2
$\begingroup$

Question
Consider the series $\sum_{n=2}^\infty\frac{1}{n^2\ln{n}}$ for each of the following convergence tests, state with justification if the test proves convergence, divergence or confirms neither

  • The Ratio Test
  • The Comparison Test

My attempt at an Answer
The Ratio test states that a series is:
- absolutely convergent if $\lim_{n\rightarrow\infty}\frac{\lvert u_{n+1}\rvert}{\lvert u_n\rvert}<1$,
- divergent if $\lim_{n\rightarrow\infty}\frac{\lvert u_{n+1}\rvert}{\lvert u_n\rvert}>1$, and
- undefined if $\lim_{n\rightarrow\infty}\frac{\lvert u_{n+1}\rvert}{\lvert u_n\rvert}=1$

so $u_n=\frac{1}{n^2\ln{n}}$ $u_{n+1}=\frac{1}{(n+1)^2\ln{(n+1)}}$ $\lim_{n\rightarrow\infty}\frac{\lvert\frac{1}{(n+1)^2\ln{(n+1)}}\rvert}{\lvert\frac{1}{n^2\ln{n}}\rvert}=\lim_{n\rightarrow\infty}\frac{n^2\ln{(n)}}{(n+1)^2\ln{(n+1)}}$ but $n^2\ln{(n)}<(n+1)^2\ln{(n+1)}$ $\color{red}{\therefore\lim_{n\rightarrow\infty}\frac{n^2\ln{(n)}}{(n+1)^2\ln{(n+1)}}<1}$ and so absolutely convergent
but $\lim_{n\rightarrow\infty}\frac{n^2\ln{(n)}}{(n+1)^2\ln{(n+1)}}=1$ and so is undefined for this test. $\square$

The comparison test has me stumped though.
How do I break $\frac{1}{n^2\ln{n}}$ into multiple terms to perform the comparison test?

  • 2
    Your limit is actually $1$, not <1, which changes matters considerably.

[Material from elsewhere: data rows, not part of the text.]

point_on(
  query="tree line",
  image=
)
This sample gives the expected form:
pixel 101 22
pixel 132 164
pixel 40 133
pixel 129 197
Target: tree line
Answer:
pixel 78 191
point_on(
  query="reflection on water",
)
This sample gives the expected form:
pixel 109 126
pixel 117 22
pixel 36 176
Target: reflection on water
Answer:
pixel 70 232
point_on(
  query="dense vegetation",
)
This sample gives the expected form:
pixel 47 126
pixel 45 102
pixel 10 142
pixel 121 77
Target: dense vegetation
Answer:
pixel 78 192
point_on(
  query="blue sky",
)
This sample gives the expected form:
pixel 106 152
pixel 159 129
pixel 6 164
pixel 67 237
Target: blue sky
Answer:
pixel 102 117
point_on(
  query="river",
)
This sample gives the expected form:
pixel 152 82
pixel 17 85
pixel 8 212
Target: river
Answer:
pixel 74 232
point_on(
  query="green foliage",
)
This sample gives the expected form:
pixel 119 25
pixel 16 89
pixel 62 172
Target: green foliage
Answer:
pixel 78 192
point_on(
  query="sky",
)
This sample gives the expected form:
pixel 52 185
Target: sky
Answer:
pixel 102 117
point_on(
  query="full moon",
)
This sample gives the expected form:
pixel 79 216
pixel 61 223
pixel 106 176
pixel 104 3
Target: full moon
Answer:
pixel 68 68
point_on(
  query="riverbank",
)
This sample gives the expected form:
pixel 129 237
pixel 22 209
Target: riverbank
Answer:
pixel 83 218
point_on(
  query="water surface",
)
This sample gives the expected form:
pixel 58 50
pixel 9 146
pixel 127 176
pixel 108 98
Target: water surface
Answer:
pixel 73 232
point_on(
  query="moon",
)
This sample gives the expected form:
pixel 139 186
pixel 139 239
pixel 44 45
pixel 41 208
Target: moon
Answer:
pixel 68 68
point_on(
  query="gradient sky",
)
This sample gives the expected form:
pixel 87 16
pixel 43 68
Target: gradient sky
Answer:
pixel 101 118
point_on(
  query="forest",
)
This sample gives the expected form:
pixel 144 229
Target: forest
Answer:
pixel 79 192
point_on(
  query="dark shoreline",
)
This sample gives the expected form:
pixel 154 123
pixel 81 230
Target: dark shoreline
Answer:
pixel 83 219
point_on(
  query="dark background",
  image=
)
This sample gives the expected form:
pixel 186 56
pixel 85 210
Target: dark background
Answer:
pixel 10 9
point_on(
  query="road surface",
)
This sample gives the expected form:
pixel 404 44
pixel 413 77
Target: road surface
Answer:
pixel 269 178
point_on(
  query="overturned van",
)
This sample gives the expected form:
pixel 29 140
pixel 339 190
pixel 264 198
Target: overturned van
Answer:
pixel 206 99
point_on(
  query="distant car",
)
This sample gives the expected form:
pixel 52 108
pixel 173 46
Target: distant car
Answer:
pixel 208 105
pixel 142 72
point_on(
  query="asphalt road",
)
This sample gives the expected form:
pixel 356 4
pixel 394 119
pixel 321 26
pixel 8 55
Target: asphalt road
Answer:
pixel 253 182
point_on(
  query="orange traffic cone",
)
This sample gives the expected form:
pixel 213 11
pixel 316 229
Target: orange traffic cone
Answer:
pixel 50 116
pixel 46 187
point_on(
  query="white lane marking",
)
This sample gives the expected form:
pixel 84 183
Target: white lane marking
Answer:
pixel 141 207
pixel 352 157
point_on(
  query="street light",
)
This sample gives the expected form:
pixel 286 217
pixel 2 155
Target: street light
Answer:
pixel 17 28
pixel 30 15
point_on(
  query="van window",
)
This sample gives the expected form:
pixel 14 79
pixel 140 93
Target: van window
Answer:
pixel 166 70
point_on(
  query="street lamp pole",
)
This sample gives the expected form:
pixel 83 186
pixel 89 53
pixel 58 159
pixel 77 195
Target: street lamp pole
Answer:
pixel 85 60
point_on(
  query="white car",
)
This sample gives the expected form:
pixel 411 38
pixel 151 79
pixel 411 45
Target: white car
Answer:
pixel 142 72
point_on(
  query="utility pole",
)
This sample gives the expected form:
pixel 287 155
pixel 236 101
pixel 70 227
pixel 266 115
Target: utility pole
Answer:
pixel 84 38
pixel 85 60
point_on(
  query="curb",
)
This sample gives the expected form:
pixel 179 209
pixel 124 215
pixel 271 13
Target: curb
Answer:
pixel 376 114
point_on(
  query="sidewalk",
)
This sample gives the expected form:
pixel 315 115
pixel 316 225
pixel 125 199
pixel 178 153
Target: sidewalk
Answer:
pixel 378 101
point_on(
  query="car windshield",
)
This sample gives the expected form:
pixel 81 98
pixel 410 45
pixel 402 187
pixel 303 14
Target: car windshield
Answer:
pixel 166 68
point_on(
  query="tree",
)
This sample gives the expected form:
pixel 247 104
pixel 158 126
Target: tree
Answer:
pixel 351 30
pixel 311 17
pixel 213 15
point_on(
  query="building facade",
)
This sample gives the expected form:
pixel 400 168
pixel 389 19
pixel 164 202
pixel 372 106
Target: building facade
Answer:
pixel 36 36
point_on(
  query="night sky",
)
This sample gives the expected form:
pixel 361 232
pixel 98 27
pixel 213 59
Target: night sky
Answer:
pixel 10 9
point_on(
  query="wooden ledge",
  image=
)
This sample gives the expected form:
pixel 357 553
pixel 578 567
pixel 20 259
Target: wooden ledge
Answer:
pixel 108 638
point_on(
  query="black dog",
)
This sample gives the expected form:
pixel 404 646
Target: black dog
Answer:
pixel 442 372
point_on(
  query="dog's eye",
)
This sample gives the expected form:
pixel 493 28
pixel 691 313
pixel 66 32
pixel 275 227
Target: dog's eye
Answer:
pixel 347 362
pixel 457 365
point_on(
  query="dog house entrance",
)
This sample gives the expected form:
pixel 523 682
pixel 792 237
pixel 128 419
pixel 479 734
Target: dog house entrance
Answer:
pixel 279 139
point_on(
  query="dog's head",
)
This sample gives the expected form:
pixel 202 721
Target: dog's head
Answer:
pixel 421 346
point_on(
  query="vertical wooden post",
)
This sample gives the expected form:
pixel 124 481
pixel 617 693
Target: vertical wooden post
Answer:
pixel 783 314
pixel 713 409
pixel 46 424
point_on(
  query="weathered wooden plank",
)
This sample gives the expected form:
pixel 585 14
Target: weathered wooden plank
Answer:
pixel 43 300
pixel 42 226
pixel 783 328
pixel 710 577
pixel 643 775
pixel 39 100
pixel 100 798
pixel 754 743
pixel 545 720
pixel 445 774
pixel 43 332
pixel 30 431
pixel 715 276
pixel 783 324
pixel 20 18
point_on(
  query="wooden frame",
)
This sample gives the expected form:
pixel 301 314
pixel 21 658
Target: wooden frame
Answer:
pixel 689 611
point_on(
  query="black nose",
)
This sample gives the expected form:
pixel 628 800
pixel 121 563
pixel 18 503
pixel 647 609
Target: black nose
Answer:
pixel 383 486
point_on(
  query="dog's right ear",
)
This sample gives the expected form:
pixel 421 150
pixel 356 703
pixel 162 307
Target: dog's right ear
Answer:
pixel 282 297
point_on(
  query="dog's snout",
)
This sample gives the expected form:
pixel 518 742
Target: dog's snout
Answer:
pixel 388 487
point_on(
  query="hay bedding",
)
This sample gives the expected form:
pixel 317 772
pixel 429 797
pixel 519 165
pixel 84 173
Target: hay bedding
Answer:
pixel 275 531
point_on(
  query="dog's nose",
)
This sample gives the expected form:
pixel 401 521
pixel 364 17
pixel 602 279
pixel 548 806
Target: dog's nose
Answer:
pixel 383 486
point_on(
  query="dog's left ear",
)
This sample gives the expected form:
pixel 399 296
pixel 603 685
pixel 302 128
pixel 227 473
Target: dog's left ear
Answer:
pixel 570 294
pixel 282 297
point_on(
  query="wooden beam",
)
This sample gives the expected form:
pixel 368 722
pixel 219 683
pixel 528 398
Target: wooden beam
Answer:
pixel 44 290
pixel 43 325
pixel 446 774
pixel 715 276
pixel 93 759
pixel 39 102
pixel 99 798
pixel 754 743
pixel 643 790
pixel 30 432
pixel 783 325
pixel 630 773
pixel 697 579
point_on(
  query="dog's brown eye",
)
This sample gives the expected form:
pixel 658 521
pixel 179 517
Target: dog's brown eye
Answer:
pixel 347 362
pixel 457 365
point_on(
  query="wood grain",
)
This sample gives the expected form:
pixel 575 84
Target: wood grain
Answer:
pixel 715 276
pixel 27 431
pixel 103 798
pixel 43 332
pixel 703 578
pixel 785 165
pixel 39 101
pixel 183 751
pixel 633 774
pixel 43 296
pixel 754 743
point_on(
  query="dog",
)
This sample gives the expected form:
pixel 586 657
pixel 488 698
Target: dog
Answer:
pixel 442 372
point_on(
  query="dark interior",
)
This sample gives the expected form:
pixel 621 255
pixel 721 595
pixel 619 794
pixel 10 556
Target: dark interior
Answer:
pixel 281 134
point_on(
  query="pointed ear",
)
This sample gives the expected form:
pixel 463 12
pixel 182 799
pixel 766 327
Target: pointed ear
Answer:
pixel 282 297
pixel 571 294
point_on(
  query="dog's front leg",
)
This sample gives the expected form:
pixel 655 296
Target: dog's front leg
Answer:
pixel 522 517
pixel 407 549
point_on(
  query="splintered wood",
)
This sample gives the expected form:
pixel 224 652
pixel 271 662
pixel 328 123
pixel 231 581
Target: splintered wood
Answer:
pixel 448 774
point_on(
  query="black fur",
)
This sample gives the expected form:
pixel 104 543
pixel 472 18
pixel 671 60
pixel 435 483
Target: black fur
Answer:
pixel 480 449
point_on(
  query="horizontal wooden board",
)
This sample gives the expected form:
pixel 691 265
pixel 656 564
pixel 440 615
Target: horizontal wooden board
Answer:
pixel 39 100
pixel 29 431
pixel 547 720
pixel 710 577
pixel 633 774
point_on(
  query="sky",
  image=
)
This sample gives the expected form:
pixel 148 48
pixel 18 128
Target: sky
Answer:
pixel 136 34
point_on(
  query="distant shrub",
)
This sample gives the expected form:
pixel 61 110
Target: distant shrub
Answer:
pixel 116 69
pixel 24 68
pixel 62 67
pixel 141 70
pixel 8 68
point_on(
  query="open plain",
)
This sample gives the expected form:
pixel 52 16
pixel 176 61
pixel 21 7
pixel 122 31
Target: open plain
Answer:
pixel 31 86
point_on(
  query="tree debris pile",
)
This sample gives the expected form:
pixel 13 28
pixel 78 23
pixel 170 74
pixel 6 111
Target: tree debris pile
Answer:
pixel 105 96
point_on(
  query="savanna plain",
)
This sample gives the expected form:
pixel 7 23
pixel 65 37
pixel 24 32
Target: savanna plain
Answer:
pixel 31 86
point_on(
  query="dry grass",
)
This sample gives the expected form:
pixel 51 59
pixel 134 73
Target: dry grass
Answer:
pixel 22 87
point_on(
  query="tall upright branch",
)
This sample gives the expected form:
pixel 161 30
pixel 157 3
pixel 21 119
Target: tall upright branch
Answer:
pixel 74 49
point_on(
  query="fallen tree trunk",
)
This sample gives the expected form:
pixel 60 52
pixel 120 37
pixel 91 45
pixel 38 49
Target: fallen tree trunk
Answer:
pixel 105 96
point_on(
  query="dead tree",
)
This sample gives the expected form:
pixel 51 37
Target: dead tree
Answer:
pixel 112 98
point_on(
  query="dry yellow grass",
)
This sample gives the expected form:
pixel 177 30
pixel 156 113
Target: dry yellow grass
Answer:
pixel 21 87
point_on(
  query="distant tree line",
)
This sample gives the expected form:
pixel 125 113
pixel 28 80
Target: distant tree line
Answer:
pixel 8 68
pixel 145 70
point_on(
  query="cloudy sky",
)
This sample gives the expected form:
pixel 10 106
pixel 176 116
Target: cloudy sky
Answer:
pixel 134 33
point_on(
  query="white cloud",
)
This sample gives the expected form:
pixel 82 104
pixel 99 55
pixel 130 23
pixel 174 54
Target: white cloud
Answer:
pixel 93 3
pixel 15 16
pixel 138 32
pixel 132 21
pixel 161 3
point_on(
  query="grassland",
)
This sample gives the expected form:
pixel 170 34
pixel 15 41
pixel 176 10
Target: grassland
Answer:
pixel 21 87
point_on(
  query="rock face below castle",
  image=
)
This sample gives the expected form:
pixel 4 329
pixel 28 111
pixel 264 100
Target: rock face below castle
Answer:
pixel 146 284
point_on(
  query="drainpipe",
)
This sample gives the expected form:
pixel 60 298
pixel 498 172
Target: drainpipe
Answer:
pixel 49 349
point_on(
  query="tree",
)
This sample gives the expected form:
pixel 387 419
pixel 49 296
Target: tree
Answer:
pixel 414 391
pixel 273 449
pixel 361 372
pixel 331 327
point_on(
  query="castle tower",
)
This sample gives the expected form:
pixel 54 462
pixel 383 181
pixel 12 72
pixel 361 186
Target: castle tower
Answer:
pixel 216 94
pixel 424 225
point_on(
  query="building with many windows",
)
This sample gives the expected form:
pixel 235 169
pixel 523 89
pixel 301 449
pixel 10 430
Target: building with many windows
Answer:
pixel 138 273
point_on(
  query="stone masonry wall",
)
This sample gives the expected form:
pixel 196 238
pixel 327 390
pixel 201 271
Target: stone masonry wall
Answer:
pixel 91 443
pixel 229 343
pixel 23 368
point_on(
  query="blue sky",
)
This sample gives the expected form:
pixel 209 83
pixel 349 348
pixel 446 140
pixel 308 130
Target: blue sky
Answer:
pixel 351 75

Compare with $\sum_{n\ge 2}\frac1{n^2}$.2012-11-14

3 Answers 3

4

Try $\frac{1}{n^2\ln n}<\frac{1}{n^2}.$

  • 3
    @GautamShenoy That would be the Cauchy Condensation test.2012-11-14
4

For the comparison test, just note that $ \dfrac{1}{n^2 \log n} < \dfrac{2}{n^2}$ for all $n\geq 2.$

Your application of the ratio test is incorrect as well - just because $a_n < b_n $ holds doesn't mean $\lim a_n < \lim b_n $ , strict equality can hold as well. Try to think of an example. It turns out your limit is actually equal to $1$ so the ratio test is inconclusive.

  • 0
    So for the example in my previous comment, the limit is $1$ because for any \epsilon>0 you give me, I can find an $n_0$ such that for all n>n_0, we have | a_n/b_n - 1|<\epsilon. Indeed, $|a_n/b_n -1| = 1/(n+1)$ so for any given \epsilon>0, I say let $n_0 = 1/\epsilon.$ Then certainly for all n>n_0 we can see that |a_n/b_n -1|<\epsilon. Thus the limit is 1.2012-11-15
3

For $n>2$ tryto use the integral test over $[2,+\infty)$ in which $f(x)=\frac{1}{x^2\log (x)}$.